O fantástico “best seller”

Faz sentido toda essa agitação em torno do livro chamado “best seller”. Tido como constante mobilizador da indústria editorial e seus criadores. Um “best seller”, ou aquele livro que vende incrivelmente bem e em pouco tempo, é o que, com mais rapidez proporciona sonhos de riqueza e júbilo. 

De certa forma, é de se pensar no conceito do “best seller” como o da materialização maior do mundo capitalista: escrever uma obra ou produzir um sonho e com ele ficar rico, espécie de ápice na sociedade do privado e do exclusivo.

Das respostas usualmente dadas em aula e nas consultorias editoriais, a que mais faz a diferença é a que apresenta o “best seller” como um título, que é, seguidamente, e nada outro, do que um livro descartável e passageiro. O “best seller” pertence à curva quase angulosa no cálculo das vendas de livros, ou seja, seus números podem ser impressionantes e gerar uma onda de consumo e curiosidade, mas podem significar o fim prematuro de um autor e até de seu livro. O que, imagino, não satisfaça os sonhos de muitos dos autores, assim como de editores, que embora tenham feito bom dinheiro nas primeiras edições, sabem do valor do fundo de catálogo, daquele livro que venderá anos a fio, pedindo reedições e reimpressões, e que raramente inicia sua vida como um “best seller”.

Tudo bem, uma boa venda pode salvar o pelo de muita gente, pode levar a felicidade para uma empresa pequena e tirar da depressão o autor em crise de subsistência e até de consciência. É bom citar um paradigma brasileiro do livro “best seller”, o famoso dono de castelos Paulo Coelho. Sobre ele, esse nome já multinacional, existem opiniões literárias das mais diversas, porém de visões comerciais praticamente uníssonas: ele é sucesso. E a melhor resposta, ou a melhor opinião sobre o fenômeno de vendas Paulo Coelho, não está no escrutínio de seus números ou na sua eventual “genialidade” literária, está em compreender o contexto cultural e econômico em que se deu o lançamento de suas obras, e também nas atitudes por ele tomadas, ao deparar-se com o êxito nas estratégias de promoção do autor e do texto.

Se Paulo Coelho tivesse lançado suas obras nos anos 1980, talvez e muito possivelmente não tivesse tido toda a projeção conhecida. Lembro que, na década 1990, o consumo de massas e a busca do esoterismo e da autoajuda, proporcionaram um redirecionamento nos investimentos editoriais e, porque não, televisivos e cinematográficos. Em resumo, Paulo Coelho levou adiante um projeto exitoso e congraçador de uma vida dedicada a uma imagem, não necessariamente a uma obra. E nisso talvez resida seu maior valor enquanto ícone contemporâneo do livro “best seller” brasileiro. Ele, afinal, soube promover a si, o mago, seus livros vieram ao reboque.
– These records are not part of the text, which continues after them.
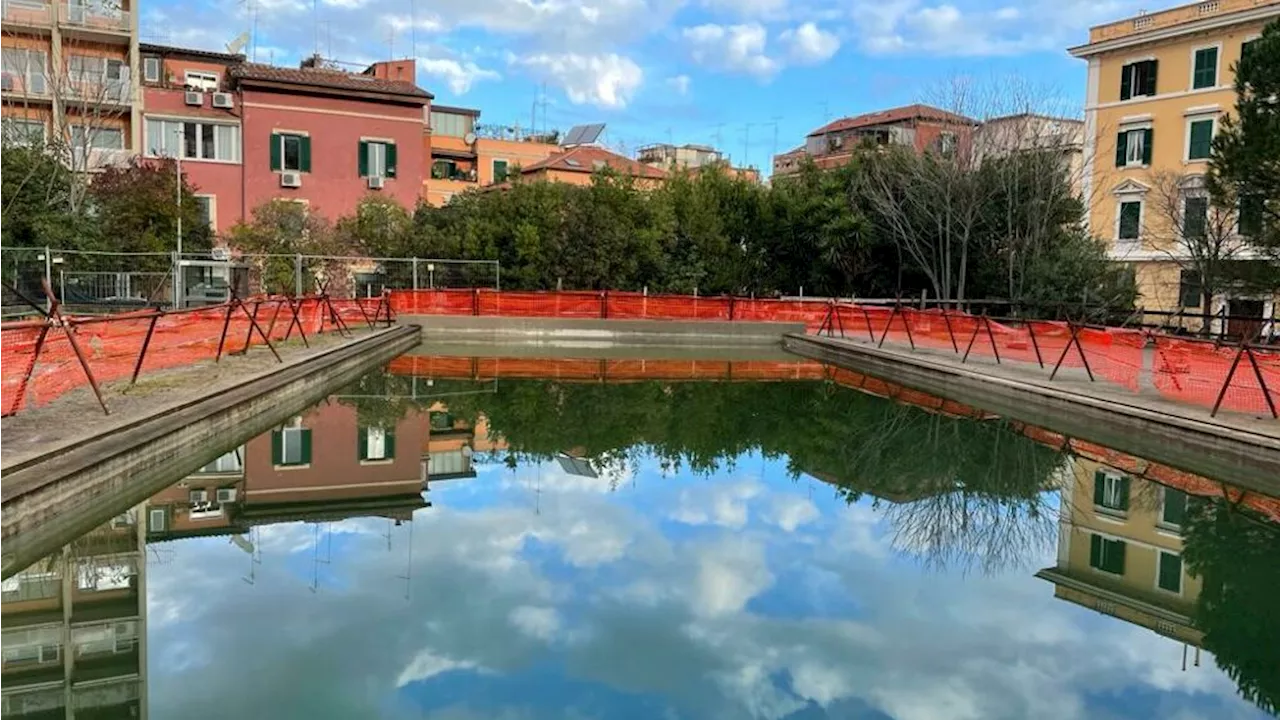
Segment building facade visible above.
[1071,0,1280,316]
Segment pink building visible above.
[141,45,431,233]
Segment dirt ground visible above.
[0,328,370,469]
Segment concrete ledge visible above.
[398,315,804,347]
[783,334,1280,495]
[0,327,419,573]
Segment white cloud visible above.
[509,53,644,109]
[682,23,780,78]
[778,23,840,65]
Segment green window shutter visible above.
[271,132,282,172]
[1187,120,1213,160]
[298,137,311,173]
[1160,552,1183,592]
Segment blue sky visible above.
[141,0,1157,167]
[147,456,1260,720]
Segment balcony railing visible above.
[57,0,132,33]
[0,0,54,27]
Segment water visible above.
[0,351,1280,720]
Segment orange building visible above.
[422,105,559,206]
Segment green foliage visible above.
[1183,498,1280,714]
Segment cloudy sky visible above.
[147,456,1258,720]
[141,0,1158,165]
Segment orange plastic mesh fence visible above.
[0,297,371,414]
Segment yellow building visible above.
[1070,0,1280,325]
[1036,457,1203,647]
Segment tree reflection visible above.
[1183,496,1280,715]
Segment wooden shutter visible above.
[298,137,311,173]
[271,132,282,173]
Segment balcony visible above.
[0,0,54,28]
[57,0,133,41]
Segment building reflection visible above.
[0,505,146,720]
[1036,457,1204,648]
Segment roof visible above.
[521,145,667,178]
[138,42,244,63]
[230,63,431,100]
[809,102,978,137]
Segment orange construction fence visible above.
[0,296,390,415]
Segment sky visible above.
[140,0,1167,167]
[147,455,1261,720]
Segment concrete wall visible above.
[0,328,419,573]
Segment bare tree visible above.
[1143,170,1249,334]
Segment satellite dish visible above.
[227,32,248,55]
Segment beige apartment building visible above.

Nos debates sobre os destinos do livro em papel e digital, não se pode cometer o erro de se acreditar no “best seller” como a única salvação da lavoura. Ele importa, sem dúvida, e faz a diferença, mas empreender no setor, como autor, editor ou parceiro, tendo em vista unicamente um campeão de vendas, pode o efeito colateral ser mais importante do que a medicação. A cultura em torno do “best seller” pode ser comparada às frequentes denúncias contra as sementes transgênicas na agricultura, seu uso excessivo e indiscriminado pode matar a diversidade e provocar com que toda uma cultura dependa de poucas empresas e poucos autores.

E é na proliferação de “best sellers” que se encontram alguns dos motivos da asfixia das pequenas e médias livrarias. As grandes, por terem mais vitrines e maior potencial de barganha, sempre oferecerão os melhores preços e custos de frete para os mesmos livros encontrados nas pequenas e médias. Por isso, o voto de desconfiança às listas dos mais vendidos deve permanecer constante, os bons e tão essenciais agentes do mundo editorial deve manter-se alertas. Um ou muitos “best sellers” é bom, mas poderão nos matar de fome e sede antes que percebamos seu perigo.